An electrochemiluminescence (ECL) based biosensor was developed utilizing ubiquitous mobile technologies. ECL offers great advantages over fluorescence based measurement: ECL allows high signal-to-noise measurement; ECL is a highly localized and time-triggered detection method; and instrumentation can be minimized as it requires only voltage to trigger the reaction. Cell phone-ubiquity and connectivity creates opportunities to simplify healthcare instrumentation, brings closer to end users, and enable instant data sharing.

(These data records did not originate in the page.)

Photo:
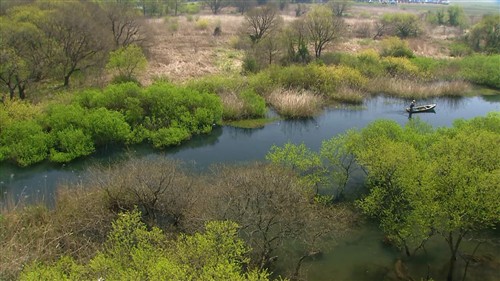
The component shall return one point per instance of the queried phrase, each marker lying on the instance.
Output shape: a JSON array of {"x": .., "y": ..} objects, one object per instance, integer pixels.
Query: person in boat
[{"x": 412, "y": 105}]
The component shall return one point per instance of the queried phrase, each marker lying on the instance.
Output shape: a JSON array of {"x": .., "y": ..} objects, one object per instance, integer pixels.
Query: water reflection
[
  {"x": 294, "y": 127},
  {"x": 233, "y": 145}
]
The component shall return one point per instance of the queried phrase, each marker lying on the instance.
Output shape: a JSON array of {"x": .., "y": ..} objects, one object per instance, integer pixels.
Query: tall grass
[
  {"x": 409, "y": 88},
  {"x": 292, "y": 104}
]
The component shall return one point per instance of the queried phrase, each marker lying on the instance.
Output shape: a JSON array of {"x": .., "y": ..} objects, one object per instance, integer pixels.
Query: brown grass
[
  {"x": 407, "y": 88},
  {"x": 295, "y": 103}
]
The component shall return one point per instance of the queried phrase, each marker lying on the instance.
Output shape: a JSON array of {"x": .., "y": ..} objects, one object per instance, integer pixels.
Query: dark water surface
[{"x": 361, "y": 256}]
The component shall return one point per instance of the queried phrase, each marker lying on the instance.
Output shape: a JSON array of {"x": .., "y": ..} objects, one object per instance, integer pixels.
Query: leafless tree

A highly compact and affordable instrumentation wad designed and constructed using the mobile technology replacing the traditional ECL detector, computer interface, and data analyzer in an all-in-one mode. Ru (bpy)32+ was embedded in silicon nanoparticles and sandwich immunoassay was conducted. One antibody is conjugated to the Silicon nanoparticles where Ru (bpy)32+ is embedded and the other antibody is attached to magnetic bead so that the bound complex can be attracted to the electrode surface separating the false positive signals. Coreactant tri-n-propylamine (TPrA) or 2-(dibutylamino)ethanol (DBAE) was tested for their ability to enhance the signal.

TPrA provided stronger signals for carbon electrodes and optimal concentration was determined for low signal measurements. The challenge of using disposable screen-printed electrode (SPE) was discussed as the binding materials and its geometry in SPE altered the electrode behaviors. The sensing conditions were optimized by experimenting with variables of buffer conditions, trigger voltage, and electrode conditions. The target sensing molecule of vitamin-D binding protein (DBP) was detected at the hundreds of nano-molar level with the optimized conditions.